On Fri May 28 08:37:50 2010, mark@summersault.com wrote:
Show quoted text> Thanks for the report, Gerv.
>
> Could you review the related RFCs for us to review what they have to
> say when charsets should or should not be added to content-type
> headers?
Hmm. Sorry for the delay. I don't get email on changes (having used
OpenID) and I can't see a "profile" or similar link in RT where I can
add an email address...
Here are some bits of relevant text:
RFC 2616 (HTTP), section 3.4.1:
http://www.w3.org/Protocols/rfc2616/rfc2616-sec3.html
"3.4.1 Missing Charset
Some HTTP/1.0 software has interpreted a Content-Type header without
charset parameter incorrectly to mean "recipient should guess." Senders
wishing to defeat this behavior MAY include a charset parameter even
when the charset is ISO-8859-1 and SHOULD do so when it is known that it
will not confuse the recipient.
Unfortunately, some older HTTP/1.0 clients did not deal properly with an
explicit charset parameter. HTTP/1.1 recipients MUST respect the charset
label provided by the sender; and those user agents that have a
provision to "guess" a charset MUST use the charset from the
content-type field if they support that charset, rather than the
recipient's preference, when initially displaying a document. See
section 3.7.1."
Section 3.7.1 states, in part:
"The "charset" parameter is used with some media types to define the
character set (section 3.4) of the data. When no explicit charset
parameter is provided by the sender, media subtypes of the "text" type
are defined to have a default charset value of "ISO-8859-1" when
received via HTTP. Data in character sets other than "ISO-8859-1" or its
subsets MUST be labeled with an appropriate charset value."
RFC 4627 (JSON) says:
http://www.ietf.org/rfc/rfc4627.txt
"JSON text SHALL be encoded in Unicode. The default encoding is UTF-8."

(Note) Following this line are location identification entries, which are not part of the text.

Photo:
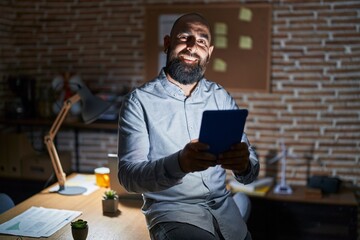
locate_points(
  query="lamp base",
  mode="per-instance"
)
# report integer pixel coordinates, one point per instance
(72, 190)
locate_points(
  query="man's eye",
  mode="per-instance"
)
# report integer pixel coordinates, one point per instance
(183, 38)
(202, 42)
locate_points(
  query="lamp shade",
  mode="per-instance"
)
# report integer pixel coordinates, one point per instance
(92, 106)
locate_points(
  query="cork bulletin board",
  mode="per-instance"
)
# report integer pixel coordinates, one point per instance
(241, 34)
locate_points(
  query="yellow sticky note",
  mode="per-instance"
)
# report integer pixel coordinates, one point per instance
(245, 14)
(245, 42)
(220, 42)
(220, 28)
(219, 65)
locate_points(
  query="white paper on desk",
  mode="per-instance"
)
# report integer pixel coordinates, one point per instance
(38, 222)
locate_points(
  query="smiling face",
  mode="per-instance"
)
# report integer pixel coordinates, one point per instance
(188, 49)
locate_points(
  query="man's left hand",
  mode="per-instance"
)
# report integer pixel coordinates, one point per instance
(236, 159)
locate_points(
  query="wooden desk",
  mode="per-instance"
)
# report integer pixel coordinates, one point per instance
(297, 216)
(128, 223)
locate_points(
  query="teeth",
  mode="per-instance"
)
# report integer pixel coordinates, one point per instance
(190, 58)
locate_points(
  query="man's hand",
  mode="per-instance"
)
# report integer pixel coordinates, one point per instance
(195, 158)
(236, 159)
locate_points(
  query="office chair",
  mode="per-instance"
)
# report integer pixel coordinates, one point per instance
(5, 202)
(243, 203)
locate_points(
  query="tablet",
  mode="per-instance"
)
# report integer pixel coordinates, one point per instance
(222, 128)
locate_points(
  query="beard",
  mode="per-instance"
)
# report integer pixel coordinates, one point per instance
(182, 72)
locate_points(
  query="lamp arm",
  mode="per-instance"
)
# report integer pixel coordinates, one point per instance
(49, 139)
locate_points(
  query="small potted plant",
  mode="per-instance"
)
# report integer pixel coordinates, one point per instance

It then talks about sniffing the stream to be able to tell if other
encodings have, in fact, been used. Ick.
So one could argue:
"Types other than text types are supposed to have a canonical
representation defined when they are registered. For JSON, the canonical
representation is "Unicode", and the defined method of determining the
character set is by sniffing the first four bytes of the stream."
Or one could argue:
"My word, that's horrible. Add a charset parameter, for the love of Pete!"
As for XML, the situation is more clear. RFC 3023 says:
http://www.rfc-editor.org/rfc/rfc3023.txt
"3.2 Application/xml Registration
MIME media type name: application
MIME subtype name: xml
Mandatory parameters: none
Optional parameters: charset
Although listed as an optional parameter, the use of the charset
parameter is STRONGLY RECOMMENDED, ..."
So that's at least one non-text type where a charset should be added.
In general, I suspect most XML MIME types (and there are _a_lot_) have
this attitude to charsets. People need to be able to set this parameter.
Do you need more from me here?
Gerv